When I hear the strings and choral voices I’m reminded strongly of the arrangements on What’s Going On, Marvin Gaye’s seminal black protest album. When I listen to the soloing of Kamasi, trombonist Ryan Porter, or brilliant pianist Cameron Graves, I’m taken back to the high watermark of modal post-bebop jazz. It’s just that I’d never before imagined, let alone heard, those two distinct styles of music happening simultaneously. By rights it should all just be a big noise, and occasionally it is. But what is remarkable is that, most of the time, Kamasi makes it sing.

In the spirit of ‘more’ that prevails here, Kamasi has two drummers and the interplay can be terrific. Their comfort zone is that loose area between swing and soul where Cannonball Adderley lived in his great later period. And that’s a playground for synth soloist and 70s funk fetishist Brandon Coleman.

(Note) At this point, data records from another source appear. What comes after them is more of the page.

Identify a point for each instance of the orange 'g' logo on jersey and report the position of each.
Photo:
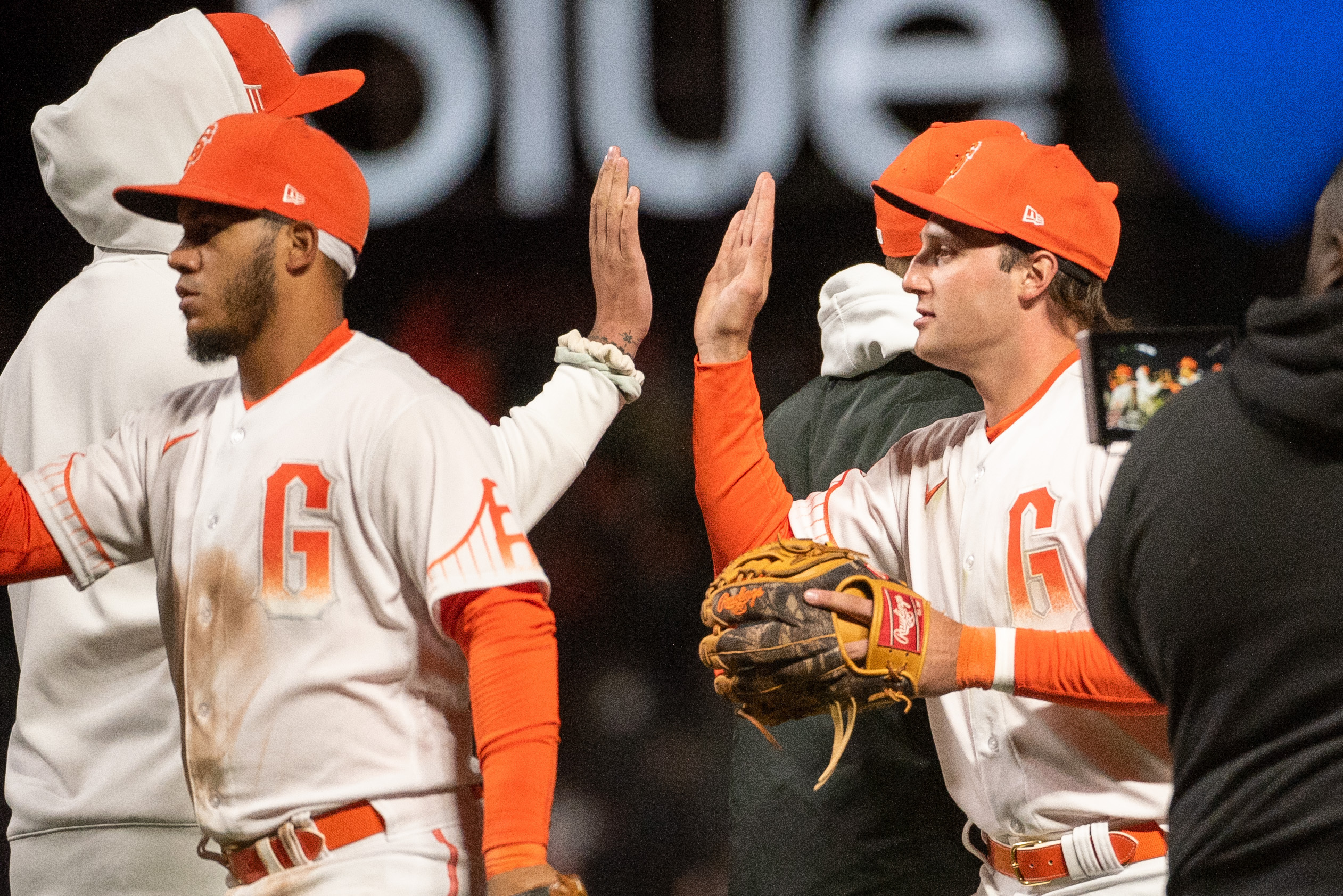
(1036, 579)
(738, 602)
(296, 542)
(206, 139)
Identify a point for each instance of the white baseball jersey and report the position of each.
(994, 534)
(301, 549)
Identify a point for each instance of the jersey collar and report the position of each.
(1001, 426)
(324, 350)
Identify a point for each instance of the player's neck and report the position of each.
(301, 321)
(1016, 369)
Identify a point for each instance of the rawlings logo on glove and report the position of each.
(784, 659)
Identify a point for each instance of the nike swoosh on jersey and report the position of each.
(933, 491)
(171, 442)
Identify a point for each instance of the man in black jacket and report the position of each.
(884, 823)
(1217, 580)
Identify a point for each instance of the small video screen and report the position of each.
(1131, 375)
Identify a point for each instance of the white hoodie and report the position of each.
(97, 738)
(867, 319)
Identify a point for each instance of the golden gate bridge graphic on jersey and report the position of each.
(485, 547)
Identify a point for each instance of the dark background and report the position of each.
(479, 298)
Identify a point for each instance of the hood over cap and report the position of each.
(867, 319)
(136, 121)
(1288, 371)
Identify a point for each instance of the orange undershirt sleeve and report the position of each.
(741, 496)
(508, 637)
(1069, 668)
(27, 550)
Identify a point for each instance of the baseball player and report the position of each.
(336, 550)
(94, 766)
(986, 515)
(849, 837)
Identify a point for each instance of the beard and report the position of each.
(249, 301)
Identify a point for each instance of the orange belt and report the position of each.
(1036, 863)
(340, 828)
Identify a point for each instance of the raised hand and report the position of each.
(736, 288)
(620, 276)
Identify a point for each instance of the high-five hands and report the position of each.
(736, 288)
(620, 276)
(939, 671)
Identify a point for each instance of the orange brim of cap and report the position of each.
(160, 201)
(927, 205)
(320, 90)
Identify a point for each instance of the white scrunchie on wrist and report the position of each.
(602, 358)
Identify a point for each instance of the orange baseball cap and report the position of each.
(1041, 195)
(269, 76)
(281, 165)
(923, 165)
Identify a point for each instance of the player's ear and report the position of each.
(1037, 275)
(301, 247)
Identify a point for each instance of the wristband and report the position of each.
(605, 359)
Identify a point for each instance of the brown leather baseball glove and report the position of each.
(778, 657)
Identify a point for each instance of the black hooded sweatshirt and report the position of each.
(1216, 577)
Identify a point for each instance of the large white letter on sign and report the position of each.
(450, 50)
(1012, 61)
(682, 178)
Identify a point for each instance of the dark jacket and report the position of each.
(884, 823)
(1216, 577)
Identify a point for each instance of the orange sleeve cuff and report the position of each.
(975, 659)
(1069, 668)
(741, 495)
(27, 550)
(508, 637)
(501, 859)
(1076, 669)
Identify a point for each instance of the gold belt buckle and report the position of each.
(1016, 866)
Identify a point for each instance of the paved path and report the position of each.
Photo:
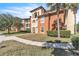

Though the second disc – the Heaven half – opens with the palpably cosmic ‘Space Traveller’s Lullaby’, it’s not always easy to tell whether we’re in heaven or on earth. And a highlight of the Heaven segment is the worldly funk of trombone player Ryan Porter on his own tune ‘The Psalmist’. 

Things do reach a spiritual conclusion, though, with the stately gospel chords and hymnal march of the album’s final track, ‘Will You Sing’. Porter takes another wonderful solo, then throws it over to Kamasi who starts off slow and low and builds with the intensity of a Pentecostal preacher.

At almost two and a half hours in length Heaven and Earth is no less grand or ambitious than its predecessor. Perhaps when you can’t do better than your forebears you can only do bigger.

I’d still love to hear what Kamasi could do by going small. A trio album, or a set of a ballads, perhaps? For the meantime, though, Kamasi’s way of honouring those forebears and the great tradition of which he is a part, is by acknowledging all of it, all at once. That’s a big vision.